2011/09/03

レビュー(3)

evala
port
発売日:2010-03-03

★★☆☆☆
2010年作。クリック&グリッチ~テクノイズ系。最近のAlva Noto、一時期の池田亮司、在りし日のPan sonicと近いサウンドを挙げればその辺り。正直この手のサウンドは新奇性以外にどう評価したらいいのか分からないのだけれども、こういったサウンドはとかくミニマルな方向に行きがちな中(Sndも池田亮司もクラークもミニマルになった)、リチャード・ディヴァインや初期クラーク(クリス・クラーク時代)を思わせる複雑な展開をするのが特徴か。多くのミュージシャンの名を挙げたけれども、evala氏も結構古参だったりして(さすがにゼロ年代だが…)多くの作品を発表し、世間的にも評価されているので、独自の地位を確立していると言えるでしょう。

近年はピアノ作品を解体再構築するなど、Alva Notoと同じくやはり単なるクリック&グリッチだけではない方向に進んでいるのは宜なるかな。個人的には、こういう人はプロセスを明確にするか、コラボレーションしてこそナンボだと思っているので。ホントは古めかしさに★1つにしようと思ったけど、今後の展開への期待を込めて★2つ。

Allhelluja
Scarlet
発売日:2005-05-24

★★☆☆☆
ジャケ買いwしたイタリアンストーナー。メタルコアチックなヴォーカルが特徴で、ストーナーとしては比較的メタリックに聞こえる。とは言え、ドラムスやギターの音色、フレーズは一般的なストーナーを覆すほどではない。モクモクモクモクした機能的サウンド。

LisM
GEEE
発売日:2010-03-10

★★★★☆
Go Hiyamaとしてミニマルテクノの方面で活動する人物のエレクトロニカ名義がLisM。先にレビューしたGradationと2010年同時に発売されたアルバム。ここではドラムスやアコースティックギター、ピアノ(生演奏か打ち込みかは不明)を用いたフォークトロニカ路線を取っている。どちらのアルバムもよくある和製エレクトロニカ路線なので、もう個人的な好みでしか語れないが、ドラムスが入ったことで腰の座ったサウンドになっていて、全体的にGradationよりずっと心地良いい。

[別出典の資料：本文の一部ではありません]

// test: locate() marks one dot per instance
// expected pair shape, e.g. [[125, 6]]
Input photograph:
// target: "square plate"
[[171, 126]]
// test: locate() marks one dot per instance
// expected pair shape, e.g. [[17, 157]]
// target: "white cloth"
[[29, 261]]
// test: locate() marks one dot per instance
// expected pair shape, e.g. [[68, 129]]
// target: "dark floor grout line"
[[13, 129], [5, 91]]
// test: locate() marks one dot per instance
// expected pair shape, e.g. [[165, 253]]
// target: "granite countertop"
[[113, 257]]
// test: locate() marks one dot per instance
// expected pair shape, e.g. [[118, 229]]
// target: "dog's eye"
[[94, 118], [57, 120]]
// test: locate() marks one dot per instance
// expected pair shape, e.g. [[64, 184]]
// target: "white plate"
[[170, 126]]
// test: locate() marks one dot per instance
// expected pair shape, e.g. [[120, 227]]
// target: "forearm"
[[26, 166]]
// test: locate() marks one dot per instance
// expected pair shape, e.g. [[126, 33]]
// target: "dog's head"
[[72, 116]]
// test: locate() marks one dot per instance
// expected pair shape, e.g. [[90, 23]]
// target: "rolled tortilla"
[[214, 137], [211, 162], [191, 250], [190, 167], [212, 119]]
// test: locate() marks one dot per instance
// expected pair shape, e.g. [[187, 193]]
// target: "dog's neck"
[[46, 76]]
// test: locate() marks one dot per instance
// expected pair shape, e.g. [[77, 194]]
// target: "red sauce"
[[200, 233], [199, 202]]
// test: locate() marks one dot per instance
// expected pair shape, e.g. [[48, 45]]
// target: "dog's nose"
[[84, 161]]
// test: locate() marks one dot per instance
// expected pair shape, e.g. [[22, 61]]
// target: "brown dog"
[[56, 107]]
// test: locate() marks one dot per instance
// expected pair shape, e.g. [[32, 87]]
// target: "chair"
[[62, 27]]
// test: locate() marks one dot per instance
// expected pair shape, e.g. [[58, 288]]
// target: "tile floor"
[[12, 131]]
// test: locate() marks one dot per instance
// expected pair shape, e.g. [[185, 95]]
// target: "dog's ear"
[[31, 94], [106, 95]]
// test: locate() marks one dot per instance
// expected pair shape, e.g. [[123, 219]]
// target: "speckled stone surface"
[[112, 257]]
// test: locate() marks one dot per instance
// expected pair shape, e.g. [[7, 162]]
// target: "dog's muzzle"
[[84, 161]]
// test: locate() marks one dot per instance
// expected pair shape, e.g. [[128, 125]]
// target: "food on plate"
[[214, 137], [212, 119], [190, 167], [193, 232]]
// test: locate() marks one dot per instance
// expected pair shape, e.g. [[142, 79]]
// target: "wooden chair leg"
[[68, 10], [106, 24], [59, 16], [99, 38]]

あまりこの方面のエレクトロニカを聴き慣れない人でも、スッと入れそうな分かりやすいサウンドを奏でている。もう少し生楽器主体になると、Morrのようなインディートロニカ/インディーロックになってしまうのだが(フォークトロニカとジャンルとして何が違うのかと問われると困るけど)、あくまでもフワフワ、チラチラしたシンセサウンドが主体のところにバランスの良さも感じる良盤。

Plastikman
Minus
発売日:2011-09-05

★★★★★
事前のインフォメーションと違い、CD15枚+DVD1枚という大容量で発売された待望のBOX。Sheet One (Disc 1)、Recycled Plastik (Disc 2)、Musik (Disc 3)、Artifakts(BC) (Disc 4)、Consumed (Disc 5)、Closer (Disc 6)のリマスター+ボーナストラック、ジョン・ピール・セッションの音源を収録したSessions (Disc 7)、12インチの音源をまとめたNostalgik (Disc 8)、Plastikman名義の様々なリミックスワークを収録したRekonstruktions I及びII (Disc 9、10)、セッション及び初期音源を纏めたArkive Mix、Arkived (Disc 11、12)、Plastikmanの楽曲の様々なミュージシャンによるリミックスを収録した(このBOXのためのミックスあり)Replikants I、II (Disc 13、Disc 14)、完全未発表音源集と思われるExtakts (Disc 15)、及び資料や映像集のDVDの16枚組。

どのトラックも即戦力としてDJセットに組み込めそうな強力16枚組。超お薦め!